The Third Step is called lochia alba. Kim’s discharge will be light yellow or cream and her blood flow has almost stopped. If her discharge smells or clots, she has to call her doctor.
Feel the Changes
Kim has delivered her baby vaginally. As a result, she has stiches from a tear. Therefore, her perineal area is very sensitive due to the pressure and stretching in the perineum during her delivery. During the first 24 hours, Kim’s perineal area swells and produce soreness. To keep the swelling down, Kim should ice down her stomach. After the first 24 hours, Kim should apply moist or dry heat for 20 minutes at least 3 to 4 times a day. This discomfort should last no more than 5 or 6 days.
Bladder distention is another physical change Kim’s pregnancy has caused. Bladder distention is the over stretching of Kim’s bladder when it is full of urine. When the perineal area is swollen, it can hinder the bladder and make it hard for it to contract. Therefore, Kim finds it painful to pee. She can heal this problem by taking care of the perineal swelling.
Hemorrhoids are a nasty side effect of going through a vaginal birth. Although Kim’s baby is adorable, when her head based the birth canal it caused a swelling of the rectum veins. Kim can treat her hemorrhoids by taking a sitz bath or by applying ice 20 minutes every four hours to shrink the hemorrhoids.

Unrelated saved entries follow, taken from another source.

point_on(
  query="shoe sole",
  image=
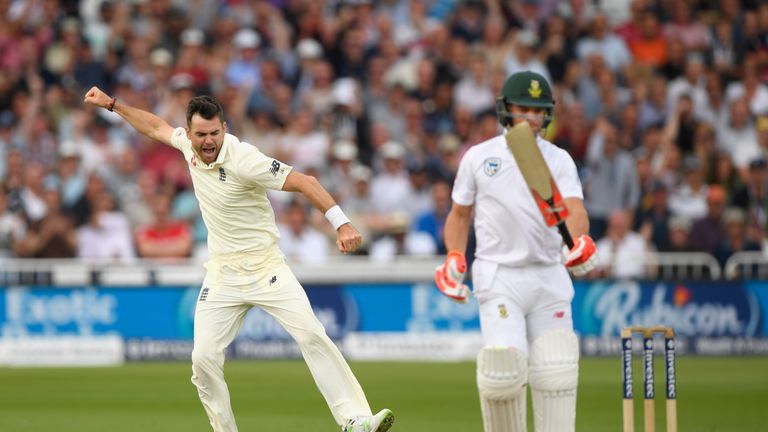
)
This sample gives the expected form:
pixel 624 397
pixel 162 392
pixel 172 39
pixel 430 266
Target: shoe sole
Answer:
pixel 386 422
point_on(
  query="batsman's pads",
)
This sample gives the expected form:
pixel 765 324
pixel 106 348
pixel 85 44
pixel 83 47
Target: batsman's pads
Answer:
pixel 582 257
pixel 554 375
pixel 449 277
pixel 501 377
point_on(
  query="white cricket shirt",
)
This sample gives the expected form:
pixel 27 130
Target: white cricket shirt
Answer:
pixel 232 195
pixel 509 227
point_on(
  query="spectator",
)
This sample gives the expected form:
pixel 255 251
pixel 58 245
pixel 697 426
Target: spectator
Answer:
pixel 689 199
pixel 735 237
pixel 524 56
pixel 432 222
pixel 605 43
pixel 653 223
pixel 679 235
pixel 400 241
pixel 622 252
pixel 298 240
pixel 737 135
pixel 107 234
pixel 707 232
pixel 391 188
pixel 164 237
pixel 611 181
pixel 752 199
pixel 53 236
pixel 33 194
pixel 12 227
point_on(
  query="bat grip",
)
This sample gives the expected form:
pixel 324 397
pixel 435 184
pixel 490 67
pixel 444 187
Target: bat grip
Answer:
pixel 566 234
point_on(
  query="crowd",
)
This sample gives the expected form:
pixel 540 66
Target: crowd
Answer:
pixel 663 105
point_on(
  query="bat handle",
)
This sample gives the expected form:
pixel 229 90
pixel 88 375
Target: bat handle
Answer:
pixel 566 234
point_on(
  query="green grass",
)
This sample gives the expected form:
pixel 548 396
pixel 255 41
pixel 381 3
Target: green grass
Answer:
pixel 715 394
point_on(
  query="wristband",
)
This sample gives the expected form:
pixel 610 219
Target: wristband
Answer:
pixel 336 217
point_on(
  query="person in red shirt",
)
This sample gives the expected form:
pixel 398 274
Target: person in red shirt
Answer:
pixel 164 237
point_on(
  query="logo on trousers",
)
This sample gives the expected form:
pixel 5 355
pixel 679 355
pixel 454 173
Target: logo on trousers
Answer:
pixel 203 295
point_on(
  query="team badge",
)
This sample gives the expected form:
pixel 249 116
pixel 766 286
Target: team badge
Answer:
pixel 491 166
pixel 535 89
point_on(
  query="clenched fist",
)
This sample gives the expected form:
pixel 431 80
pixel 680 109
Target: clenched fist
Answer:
pixel 348 238
pixel 97 97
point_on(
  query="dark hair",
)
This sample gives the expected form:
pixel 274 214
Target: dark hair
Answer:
pixel 206 107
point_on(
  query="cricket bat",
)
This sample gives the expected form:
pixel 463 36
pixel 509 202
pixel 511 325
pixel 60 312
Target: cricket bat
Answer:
pixel 522 144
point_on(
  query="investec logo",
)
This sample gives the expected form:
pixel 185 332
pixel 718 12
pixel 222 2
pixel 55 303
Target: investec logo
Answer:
pixel 619 306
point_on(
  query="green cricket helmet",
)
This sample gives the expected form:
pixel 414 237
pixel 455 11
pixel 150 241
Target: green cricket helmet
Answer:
pixel 528 89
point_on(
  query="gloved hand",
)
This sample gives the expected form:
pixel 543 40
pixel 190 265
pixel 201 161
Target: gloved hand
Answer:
pixel 582 257
pixel 449 277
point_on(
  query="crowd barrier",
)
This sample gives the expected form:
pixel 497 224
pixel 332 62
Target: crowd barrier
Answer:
pixel 82 313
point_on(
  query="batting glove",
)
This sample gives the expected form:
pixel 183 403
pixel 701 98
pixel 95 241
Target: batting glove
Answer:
pixel 582 257
pixel 449 277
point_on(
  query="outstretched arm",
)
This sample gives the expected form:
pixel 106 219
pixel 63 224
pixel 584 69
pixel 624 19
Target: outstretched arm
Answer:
pixel 348 238
pixel 144 122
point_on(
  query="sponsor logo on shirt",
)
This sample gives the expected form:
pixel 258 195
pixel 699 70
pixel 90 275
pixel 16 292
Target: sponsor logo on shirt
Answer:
pixel 274 168
pixel 491 166
pixel 503 313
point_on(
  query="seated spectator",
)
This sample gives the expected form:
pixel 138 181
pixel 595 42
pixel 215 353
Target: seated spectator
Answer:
pixel 107 233
pixel 622 252
pixel 53 236
pixel 298 240
pixel 752 198
pixel 12 227
pixel 433 221
pixel 707 232
pixel 679 229
pixel 735 236
pixel 653 223
pixel 399 240
pixel 390 188
pixel 164 237
pixel 690 198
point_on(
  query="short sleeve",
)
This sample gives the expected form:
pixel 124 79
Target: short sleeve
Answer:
pixel 179 139
pixel 255 167
pixel 465 187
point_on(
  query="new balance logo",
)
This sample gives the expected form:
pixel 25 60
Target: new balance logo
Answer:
pixel 203 295
pixel 275 168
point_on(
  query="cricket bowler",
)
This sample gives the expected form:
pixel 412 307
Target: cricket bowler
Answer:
pixel 246 268
pixel 519 274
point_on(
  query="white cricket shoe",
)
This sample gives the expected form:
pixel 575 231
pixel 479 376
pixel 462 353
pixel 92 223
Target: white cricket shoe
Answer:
pixel 379 422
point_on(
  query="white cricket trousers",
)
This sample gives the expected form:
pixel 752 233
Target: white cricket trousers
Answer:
pixel 230 289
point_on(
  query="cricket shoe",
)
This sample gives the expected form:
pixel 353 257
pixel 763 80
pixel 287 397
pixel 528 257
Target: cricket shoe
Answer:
pixel 379 422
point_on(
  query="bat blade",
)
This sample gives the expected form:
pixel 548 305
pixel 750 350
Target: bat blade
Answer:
pixel 535 171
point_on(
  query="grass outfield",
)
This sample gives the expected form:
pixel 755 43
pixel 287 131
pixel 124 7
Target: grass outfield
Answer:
pixel 715 394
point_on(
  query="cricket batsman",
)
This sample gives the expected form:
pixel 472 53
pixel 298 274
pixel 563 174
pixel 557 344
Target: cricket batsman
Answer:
pixel 522 287
pixel 246 268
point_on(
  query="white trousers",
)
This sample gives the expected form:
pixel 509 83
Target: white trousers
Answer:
pixel 228 292
pixel 519 304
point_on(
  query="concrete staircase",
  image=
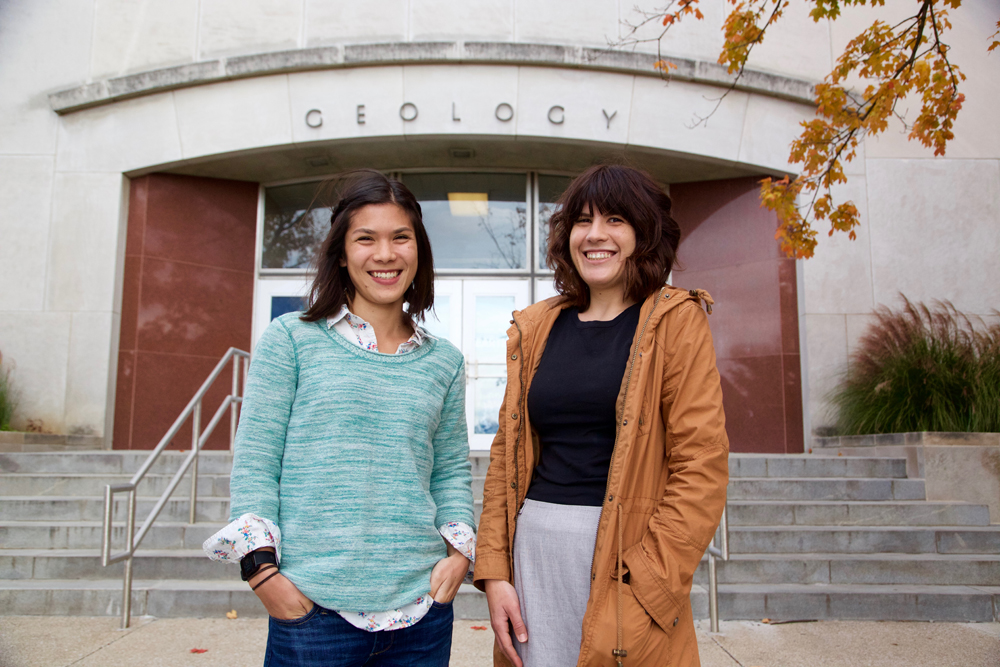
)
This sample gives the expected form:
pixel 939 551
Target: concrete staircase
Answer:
pixel 811 538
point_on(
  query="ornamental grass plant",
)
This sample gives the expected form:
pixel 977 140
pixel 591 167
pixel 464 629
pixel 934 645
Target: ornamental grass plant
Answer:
pixel 8 398
pixel 922 368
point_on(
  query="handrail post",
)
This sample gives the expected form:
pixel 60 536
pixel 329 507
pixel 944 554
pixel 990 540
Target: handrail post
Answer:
pixel 106 528
pixel 724 525
pixel 127 584
pixel 195 435
pixel 232 409
pixel 713 593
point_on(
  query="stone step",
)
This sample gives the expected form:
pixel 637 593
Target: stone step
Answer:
pixel 807 465
pixel 87 535
pixel 180 598
pixel 856 513
pixel 881 568
pixel 91 508
pixel 90 484
pixel 824 488
pixel 859 602
pixel 220 462
pixel 865 539
pixel 172 598
pixel 110 462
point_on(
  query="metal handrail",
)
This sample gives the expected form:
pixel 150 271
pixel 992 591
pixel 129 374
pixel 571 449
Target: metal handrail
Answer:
pixel 198 438
pixel 720 552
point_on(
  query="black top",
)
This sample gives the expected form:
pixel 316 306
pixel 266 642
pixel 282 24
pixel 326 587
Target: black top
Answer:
pixel 572 406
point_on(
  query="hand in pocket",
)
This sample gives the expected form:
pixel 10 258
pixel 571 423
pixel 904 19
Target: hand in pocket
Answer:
pixel 281 598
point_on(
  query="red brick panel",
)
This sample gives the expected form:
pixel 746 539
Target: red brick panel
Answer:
pixel 728 248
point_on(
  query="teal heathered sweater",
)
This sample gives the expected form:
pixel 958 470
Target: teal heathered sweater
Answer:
pixel 358 457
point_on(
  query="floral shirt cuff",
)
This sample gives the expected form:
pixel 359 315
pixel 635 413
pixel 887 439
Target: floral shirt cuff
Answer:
pixel 463 538
pixel 242 536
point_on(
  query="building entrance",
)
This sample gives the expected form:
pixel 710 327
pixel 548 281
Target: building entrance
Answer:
pixel 487 231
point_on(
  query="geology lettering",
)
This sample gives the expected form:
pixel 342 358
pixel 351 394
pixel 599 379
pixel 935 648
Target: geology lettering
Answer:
pixel 504 112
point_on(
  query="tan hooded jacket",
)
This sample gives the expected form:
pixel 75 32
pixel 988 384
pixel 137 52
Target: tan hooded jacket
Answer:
pixel 666 485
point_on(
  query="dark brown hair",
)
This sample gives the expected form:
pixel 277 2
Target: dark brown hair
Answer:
pixel 332 287
pixel 635 196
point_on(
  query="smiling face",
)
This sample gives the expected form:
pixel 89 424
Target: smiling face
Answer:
pixel 380 254
pixel 599 244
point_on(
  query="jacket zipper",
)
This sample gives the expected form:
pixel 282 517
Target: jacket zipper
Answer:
pixel 517 439
pixel 614 449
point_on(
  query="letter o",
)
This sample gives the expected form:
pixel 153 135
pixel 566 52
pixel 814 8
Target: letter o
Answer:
pixel 314 118
pixel 408 111
pixel 504 112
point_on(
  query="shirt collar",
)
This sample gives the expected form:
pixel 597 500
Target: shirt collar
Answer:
pixel 419 333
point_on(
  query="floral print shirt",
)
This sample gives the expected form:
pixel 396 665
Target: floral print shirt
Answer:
pixel 251 532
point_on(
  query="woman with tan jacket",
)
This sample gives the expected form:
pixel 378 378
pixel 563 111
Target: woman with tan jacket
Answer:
pixel 608 473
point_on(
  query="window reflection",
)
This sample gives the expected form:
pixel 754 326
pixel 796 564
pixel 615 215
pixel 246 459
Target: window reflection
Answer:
pixel 475 221
pixel 550 188
pixel 292 233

Kim’s contractions do not stop when her baby is delivered. She experiences involution and afterpains. Involutions are normal contractions that shrinks Kim’s uterus to the size it was before her pregnancy. These contractions are vital to stopping the bleeding by pinching off the blood vessels that are used to attach the placenta to the uterus. Afterpains are cramps that Kim experienced for only the first two days after her birth. During her first pregnancy, her afterpains lasted for 4 days. Afterpains is a sign that Kim’s uterus is getting back to normal.
Afterpains have a range of severity. The severity decreases over time. Kim’s afterpains can sometimes be mild and sometimes very uncomfortable. Kim is thankful her new baby weighs only 7 pounds. If the baby is bigger, the uterus has stretch more, and the more the uterus has to stretch the more uncomfortable it is to return to a normal size.
Kim is nursing her baby. The doctor has warned her that breastfeeding can make afterpains more intense, and that she might not be able to take Tylenol 30 minutes before nursing as a way to alleviate the pain.